Alguns Estados-membros, por exemplo, já manifestaram a sua preocupação relativamente a uma proposta da Comissão de efetuar revisões anuais das aquisições de material de defesa dos Estados-membros, argumentando que constitui um exagero.
A Suécia, por exemplo, escreveu num documento de posição a que a Euronews teve acesso que "é importante que não se introduzam novos encargos administrativos para acompanhar o processo. Caso contrário, isso poderia desviar a atenção da responsabilidade principal dos Estados-membros - reforçar a prontidão da defesa europeia".
No entanto, há sinais positivos de que o plano da Comissão já está a dar frutos.
Os Estados-membros juntaram-se aos chamados grupos de capacidades, numa tentativa de reunir as aquisições nas nove áreas prioritárias, incluindo a defesa aérea, as tecnologias de drones e contra-drones, os mísseis e munições e os sistemas de artilharia. Esta semana realizaram-se reuniões, tendo os Países Baixos e a Letónia, por exemplo, liderado uma coligação sobre drones.
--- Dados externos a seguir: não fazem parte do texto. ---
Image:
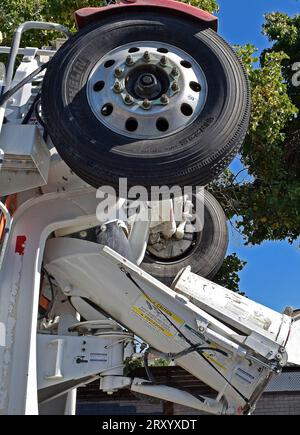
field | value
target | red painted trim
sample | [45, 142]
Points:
[85, 16]
[20, 245]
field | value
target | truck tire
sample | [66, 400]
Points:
[182, 134]
[205, 254]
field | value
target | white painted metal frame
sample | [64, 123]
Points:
[33, 222]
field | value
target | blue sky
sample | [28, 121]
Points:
[271, 276]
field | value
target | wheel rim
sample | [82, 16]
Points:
[172, 250]
[146, 90]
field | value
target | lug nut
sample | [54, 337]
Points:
[175, 72]
[146, 104]
[118, 86]
[164, 99]
[163, 61]
[118, 72]
[128, 99]
[146, 56]
[175, 87]
[129, 60]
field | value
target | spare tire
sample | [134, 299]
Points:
[149, 97]
[204, 251]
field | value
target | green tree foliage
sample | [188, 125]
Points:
[15, 12]
[264, 204]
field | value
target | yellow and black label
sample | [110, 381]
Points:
[157, 314]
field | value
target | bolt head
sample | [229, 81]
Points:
[146, 104]
[117, 86]
[129, 60]
[175, 72]
[146, 56]
[128, 99]
[164, 99]
[175, 87]
[163, 61]
[118, 72]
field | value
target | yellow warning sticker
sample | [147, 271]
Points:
[153, 313]
[153, 322]
[166, 311]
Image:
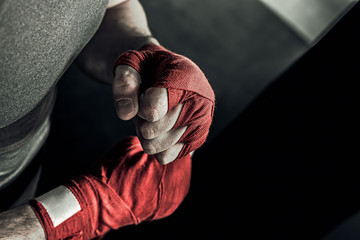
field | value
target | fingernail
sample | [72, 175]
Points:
[125, 107]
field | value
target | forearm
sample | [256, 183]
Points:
[124, 27]
[20, 223]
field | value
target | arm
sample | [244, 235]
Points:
[124, 27]
[20, 223]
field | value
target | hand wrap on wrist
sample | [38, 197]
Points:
[125, 187]
[185, 83]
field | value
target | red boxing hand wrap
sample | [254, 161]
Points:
[125, 187]
[185, 83]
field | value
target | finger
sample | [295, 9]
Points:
[169, 154]
[162, 142]
[151, 130]
[125, 91]
[153, 104]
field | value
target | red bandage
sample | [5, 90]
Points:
[126, 187]
[185, 82]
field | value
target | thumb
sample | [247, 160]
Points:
[125, 91]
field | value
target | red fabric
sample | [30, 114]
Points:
[125, 187]
[185, 82]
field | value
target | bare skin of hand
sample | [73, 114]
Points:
[154, 123]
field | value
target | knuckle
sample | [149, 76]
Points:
[126, 83]
[147, 131]
[150, 114]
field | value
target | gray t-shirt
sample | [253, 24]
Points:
[39, 39]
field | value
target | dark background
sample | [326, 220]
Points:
[280, 163]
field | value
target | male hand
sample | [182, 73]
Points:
[169, 99]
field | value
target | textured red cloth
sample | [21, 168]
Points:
[126, 187]
[185, 83]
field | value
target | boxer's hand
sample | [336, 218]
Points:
[169, 98]
[154, 123]
[126, 186]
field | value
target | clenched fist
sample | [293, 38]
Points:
[169, 98]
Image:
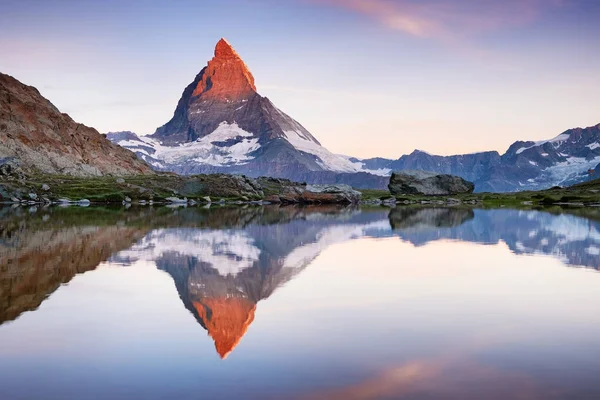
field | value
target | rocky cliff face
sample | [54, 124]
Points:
[222, 124]
[561, 161]
[34, 134]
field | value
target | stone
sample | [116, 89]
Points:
[337, 193]
[44, 140]
[176, 200]
[428, 184]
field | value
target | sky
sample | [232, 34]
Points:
[369, 78]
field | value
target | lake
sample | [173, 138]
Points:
[299, 303]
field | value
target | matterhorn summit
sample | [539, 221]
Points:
[222, 124]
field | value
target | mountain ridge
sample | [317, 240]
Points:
[223, 125]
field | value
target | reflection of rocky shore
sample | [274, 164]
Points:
[423, 218]
[37, 256]
[574, 240]
[225, 260]
[222, 274]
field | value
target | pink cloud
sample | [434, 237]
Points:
[447, 20]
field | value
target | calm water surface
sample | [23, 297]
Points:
[299, 303]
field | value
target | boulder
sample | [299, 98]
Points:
[428, 183]
[338, 193]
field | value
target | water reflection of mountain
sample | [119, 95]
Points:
[221, 275]
[574, 240]
[39, 252]
[224, 261]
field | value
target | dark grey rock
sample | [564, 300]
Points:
[428, 183]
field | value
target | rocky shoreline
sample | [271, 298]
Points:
[167, 188]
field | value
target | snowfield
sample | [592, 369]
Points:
[329, 161]
[209, 149]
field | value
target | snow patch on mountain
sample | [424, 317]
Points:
[227, 145]
[570, 169]
[328, 160]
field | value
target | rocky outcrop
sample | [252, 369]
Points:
[286, 191]
[330, 194]
[428, 184]
[39, 138]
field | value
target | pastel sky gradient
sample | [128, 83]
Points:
[367, 77]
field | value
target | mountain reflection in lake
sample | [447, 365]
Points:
[364, 304]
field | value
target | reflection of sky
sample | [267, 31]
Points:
[384, 76]
[365, 314]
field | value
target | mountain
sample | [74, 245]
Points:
[35, 135]
[222, 124]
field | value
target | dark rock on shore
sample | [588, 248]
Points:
[428, 183]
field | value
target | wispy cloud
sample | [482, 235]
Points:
[446, 20]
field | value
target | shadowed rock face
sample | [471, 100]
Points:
[222, 125]
[224, 91]
[428, 183]
[41, 139]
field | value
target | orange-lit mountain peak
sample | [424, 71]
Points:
[228, 322]
[223, 49]
[226, 76]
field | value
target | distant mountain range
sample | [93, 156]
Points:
[39, 138]
[221, 124]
Os líderes da UE têm agora de discutir e apoiar os objetivos definidos pela Comissão. A cimeira de 23 de outubro será o ponto alto da agenda.
No projeto de conclusões a que a Euronews teve acesso, os líderes europeus deverão dar especial atenção a "projetos concretos para reforçar os esforços conjuntos dos Estados-membros na melhoria das suas capacidades de defesa aérea e anti-drone" e apelar à aceleração do desenvolvimento de recursos espaciais.
Questionado sobre se a UE estaria a concentrar-se demasiado nas ameaças imediatas e a não identificar as ameaças que poderá enfrentar no futuro, Kubilius admitiu que a UE tem sido lenta a agir.
"Os drones apareceram em massa na Ucrânia em 2023, mas por razões diferentes não nos preparámos", afirmou.
"O que temos de ver como um desafio para nós é a necessidade de sermos muito mais ágeis na preparação para aquilo a que chamamos as guerras de amanhã".